Question

Three sources of sound ${S_1}$ ​, ${S_2}$ ​ and ${S_3}$ ​ of equal intensity are placed in a straight line with ${S_1}{S_2} = {S_2}{S_3}$ ​(figure). At a point P, far away from the sources, the wave coming from ${S_2}$ ​ is $120^\circ$ ahead in phase of that from ${S_1}$ ​. Also, the wave combining form ${S_3}$ ​ is $120^\circ$ ahead of that from ${S_2}$ ​. What would be the resultant intensity of sound at P?

Answer 1

Hint Since the sources have equal intensity, they will have the same amplitude. So we need to calculate the phase of the different sources relative to ${S_2}$ and add the vectors of amplitude from these 3 sources at P to get the answer.

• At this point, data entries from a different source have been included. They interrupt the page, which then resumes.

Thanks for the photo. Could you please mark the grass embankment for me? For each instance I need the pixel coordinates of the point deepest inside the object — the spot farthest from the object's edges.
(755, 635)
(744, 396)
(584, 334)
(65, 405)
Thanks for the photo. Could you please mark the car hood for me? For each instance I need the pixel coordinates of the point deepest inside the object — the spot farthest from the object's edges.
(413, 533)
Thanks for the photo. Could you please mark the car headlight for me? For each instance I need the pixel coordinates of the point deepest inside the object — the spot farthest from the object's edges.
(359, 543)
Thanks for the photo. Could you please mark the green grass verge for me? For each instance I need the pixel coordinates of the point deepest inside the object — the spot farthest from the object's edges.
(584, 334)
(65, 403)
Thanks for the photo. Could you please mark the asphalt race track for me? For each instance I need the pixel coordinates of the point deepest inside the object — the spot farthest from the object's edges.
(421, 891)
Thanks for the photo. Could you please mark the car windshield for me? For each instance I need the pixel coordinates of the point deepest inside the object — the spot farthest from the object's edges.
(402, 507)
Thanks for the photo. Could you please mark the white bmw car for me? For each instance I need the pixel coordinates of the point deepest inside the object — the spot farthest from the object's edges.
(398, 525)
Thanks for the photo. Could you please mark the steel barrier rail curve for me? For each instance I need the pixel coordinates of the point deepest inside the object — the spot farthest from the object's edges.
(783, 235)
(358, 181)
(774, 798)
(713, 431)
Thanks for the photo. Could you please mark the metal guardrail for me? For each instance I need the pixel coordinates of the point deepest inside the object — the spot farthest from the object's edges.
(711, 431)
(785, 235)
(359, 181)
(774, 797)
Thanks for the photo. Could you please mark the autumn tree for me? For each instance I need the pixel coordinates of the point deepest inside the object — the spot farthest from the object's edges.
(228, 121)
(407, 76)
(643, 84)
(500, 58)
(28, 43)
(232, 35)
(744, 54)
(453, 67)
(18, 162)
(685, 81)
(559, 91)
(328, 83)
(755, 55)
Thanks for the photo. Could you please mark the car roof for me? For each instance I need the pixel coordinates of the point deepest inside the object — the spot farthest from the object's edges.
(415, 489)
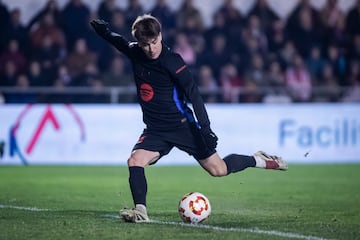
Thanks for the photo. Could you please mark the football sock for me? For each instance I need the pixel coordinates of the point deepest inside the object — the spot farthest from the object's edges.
(138, 185)
(236, 162)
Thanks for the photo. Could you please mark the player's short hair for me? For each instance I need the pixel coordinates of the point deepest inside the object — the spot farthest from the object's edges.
(145, 27)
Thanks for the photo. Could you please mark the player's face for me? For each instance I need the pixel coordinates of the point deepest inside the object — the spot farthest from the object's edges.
(152, 47)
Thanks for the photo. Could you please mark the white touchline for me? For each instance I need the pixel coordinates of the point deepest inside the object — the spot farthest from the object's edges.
(231, 229)
(32, 209)
(200, 226)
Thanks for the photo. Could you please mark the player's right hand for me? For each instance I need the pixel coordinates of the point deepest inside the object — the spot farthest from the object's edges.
(209, 137)
(100, 26)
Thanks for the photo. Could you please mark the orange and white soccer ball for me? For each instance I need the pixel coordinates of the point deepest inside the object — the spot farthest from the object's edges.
(194, 207)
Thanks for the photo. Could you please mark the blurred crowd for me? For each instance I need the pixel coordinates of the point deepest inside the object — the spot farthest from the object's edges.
(311, 56)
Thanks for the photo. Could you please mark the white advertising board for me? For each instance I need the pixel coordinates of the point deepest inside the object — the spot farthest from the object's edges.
(105, 134)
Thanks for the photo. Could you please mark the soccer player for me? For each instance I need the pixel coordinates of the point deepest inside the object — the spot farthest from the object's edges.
(164, 87)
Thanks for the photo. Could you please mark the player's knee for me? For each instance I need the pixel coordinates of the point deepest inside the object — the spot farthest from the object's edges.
(217, 171)
(134, 161)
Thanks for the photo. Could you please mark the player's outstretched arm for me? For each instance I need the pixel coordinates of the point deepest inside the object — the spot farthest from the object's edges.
(102, 28)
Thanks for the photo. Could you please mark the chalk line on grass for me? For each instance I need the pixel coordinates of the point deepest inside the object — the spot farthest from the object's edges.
(199, 226)
(230, 229)
(32, 209)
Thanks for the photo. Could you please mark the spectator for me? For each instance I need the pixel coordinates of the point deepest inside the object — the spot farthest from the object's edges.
(338, 62)
(315, 63)
(106, 9)
(36, 76)
(353, 19)
(87, 77)
(217, 28)
(233, 22)
(253, 32)
(16, 30)
(294, 19)
(4, 25)
(78, 59)
(62, 78)
(276, 80)
(330, 89)
(266, 15)
(47, 28)
(298, 81)
(22, 95)
(8, 76)
(276, 37)
(166, 17)
(255, 79)
(353, 92)
(51, 8)
(133, 10)
(188, 12)
(217, 56)
(49, 55)
(191, 24)
(275, 77)
(287, 53)
(231, 83)
(338, 35)
(13, 54)
(185, 49)
(354, 48)
(330, 14)
(208, 84)
(75, 16)
(307, 34)
(116, 76)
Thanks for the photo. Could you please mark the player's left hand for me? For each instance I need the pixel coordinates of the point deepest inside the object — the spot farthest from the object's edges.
(210, 138)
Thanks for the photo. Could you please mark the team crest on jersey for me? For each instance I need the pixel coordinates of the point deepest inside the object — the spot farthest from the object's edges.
(146, 92)
(141, 139)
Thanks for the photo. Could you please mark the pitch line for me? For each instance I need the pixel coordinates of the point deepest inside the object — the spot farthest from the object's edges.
(199, 226)
(231, 229)
(32, 209)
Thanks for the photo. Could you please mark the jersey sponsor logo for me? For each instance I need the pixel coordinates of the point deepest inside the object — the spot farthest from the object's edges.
(146, 92)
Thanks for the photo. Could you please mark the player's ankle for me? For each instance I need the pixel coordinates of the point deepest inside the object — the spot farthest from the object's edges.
(260, 163)
(141, 207)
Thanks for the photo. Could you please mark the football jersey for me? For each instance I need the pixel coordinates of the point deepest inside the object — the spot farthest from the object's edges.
(164, 85)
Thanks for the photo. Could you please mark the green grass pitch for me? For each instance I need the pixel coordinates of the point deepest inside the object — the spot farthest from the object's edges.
(82, 202)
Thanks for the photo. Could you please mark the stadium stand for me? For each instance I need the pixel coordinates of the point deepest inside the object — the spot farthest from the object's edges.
(309, 53)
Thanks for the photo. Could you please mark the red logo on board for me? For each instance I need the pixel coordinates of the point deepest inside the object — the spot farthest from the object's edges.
(146, 92)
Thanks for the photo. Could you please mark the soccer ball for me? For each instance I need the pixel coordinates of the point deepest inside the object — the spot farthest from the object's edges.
(194, 207)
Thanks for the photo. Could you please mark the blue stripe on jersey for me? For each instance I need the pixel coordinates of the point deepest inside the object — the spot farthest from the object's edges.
(183, 109)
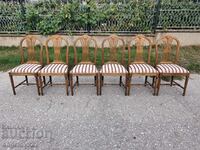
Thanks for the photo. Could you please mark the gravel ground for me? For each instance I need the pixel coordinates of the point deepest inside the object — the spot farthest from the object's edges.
(108, 122)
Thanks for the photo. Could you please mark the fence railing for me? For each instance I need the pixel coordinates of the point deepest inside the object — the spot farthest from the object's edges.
(123, 18)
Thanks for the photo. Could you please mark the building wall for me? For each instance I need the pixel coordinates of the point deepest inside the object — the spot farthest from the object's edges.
(186, 38)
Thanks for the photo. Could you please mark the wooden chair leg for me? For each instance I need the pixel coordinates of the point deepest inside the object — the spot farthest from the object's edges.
(185, 86)
(41, 85)
(101, 83)
(12, 84)
(26, 78)
(154, 85)
(37, 84)
(145, 82)
(129, 84)
(102, 80)
(120, 81)
(153, 82)
(126, 85)
(77, 81)
(44, 80)
(172, 79)
(71, 84)
(158, 85)
(97, 85)
(67, 84)
(50, 80)
(95, 80)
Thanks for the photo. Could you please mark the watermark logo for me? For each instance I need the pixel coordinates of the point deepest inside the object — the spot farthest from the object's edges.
(20, 137)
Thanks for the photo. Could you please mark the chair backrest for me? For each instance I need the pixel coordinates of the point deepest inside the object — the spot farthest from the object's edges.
(31, 42)
(57, 42)
(114, 43)
(84, 43)
(140, 42)
(169, 49)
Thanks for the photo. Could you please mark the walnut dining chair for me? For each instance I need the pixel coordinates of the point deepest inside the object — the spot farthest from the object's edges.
(30, 65)
(56, 67)
(87, 64)
(138, 65)
(167, 57)
(114, 46)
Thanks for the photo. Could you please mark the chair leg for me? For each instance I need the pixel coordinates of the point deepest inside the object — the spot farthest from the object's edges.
(129, 84)
(44, 80)
(158, 85)
(172, 79)
(67, 84)
(50, 80)
(96, 82)
(101, 83)
(26, 78)
(37, 84)
(145, 82)
(185, 86)
(12, 84)
(71, 84)
(77, 81)
(41, 85)
(120, 81)
(154, 85)
(102, 80)
(153, 82)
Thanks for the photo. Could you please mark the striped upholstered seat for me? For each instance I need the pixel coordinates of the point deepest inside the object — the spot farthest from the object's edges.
(142, 69)
(113, 69)
(171, 68)
(26, 68)
(84, 69)
(54, 68)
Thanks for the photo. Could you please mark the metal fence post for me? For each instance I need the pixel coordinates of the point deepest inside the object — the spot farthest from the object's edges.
(156, 15)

Complete step by step answer
We’ve been given that the three sources of sound have the same intensity so we know that they will have the same amplitude. At far away from the 3 sources, we’ve been given that the wave coming from ${S_2}$ ​ is $120^\circ$ ahead in phase of that from ${S_1}$ ​. Also, the wave combining form ${S_3}$ ​ is $120^\circ$ ahead of that from ${S_2}$.
Let us assume the amplitude of all the three waves as $A$ and the phase angle of ${S_2}$ as $\theta$. Since the wave coming from ${S_2}$ ​ is $120^\circ$ ahead in phase of that from ${S_1}$ ​ the phase angle of ${S_1}$ will be $\theta - 120^\circ$. Similarly, since the wave combing from ${S_3}$ ​ is $120^\circ$ ahead of that from ${S_2}$, the phase angle of ${S_3}$ will be $\theta + 120^\circ$
Then at point P, the amplitudes will be in the following form

The amplitudes of the resultant vector due to these 3 vectors will cancel each other out in the following way. Let us take the amplitudes of all the 3 vectors in the direction of ${S_1}$ and in the direction perpendicular to ${S_1}$.
In the direction of ${S_1}$, the vector components of the amplitude will be
$A + A\cos 120^\circ + A\cos 240^\circ = A + A\left( {\dfrac{{ - 1}}{2}} \right) + A\left( {\dfrac{{ - 1}}{2}} \right)$
Which is equal to,
$= A - 2\left( {\dfrac{A}{2}} \right) = 0$
Similarly, in the direction perpendicular to ${S_1}$, the vector components of the amplitude will be
$\begin{gathered} = A\cos (120^\circ - 90^\circ ) + A\cos (240^\circ - 90^\circ ) \\\ = A\cos (30^\circ ) + A\cos (120^\circ ) \\\ \end{gathered}$
Substituting the proper values, we get
$\begin{gathered} = A\left( {\dfrac{1}{2}} \right) + A\left( { - \dfrac{1}{2}} \right) \\\ = 0 \\\ \end{gathered}$
Since the amplitude at point P is 0 in the direction parallel and perpendicular to ${S_1}$ the net amplitude of all the three sound waves combined is 0 and hence the intensity of the sound will be 0.

Note
In this question, the trick is to realize that the resultant sound intensity at P depends on the amplitude of the combination of all the 3 waves at point P which we calculated as 0 so the intensity is also 0 as the intensity of the sound wave is $\propto |A{|^2}$. The vector addition of 3 vectors that are oriented at an angle of $120^\circ$ to each other and have the same amplitude will be zero.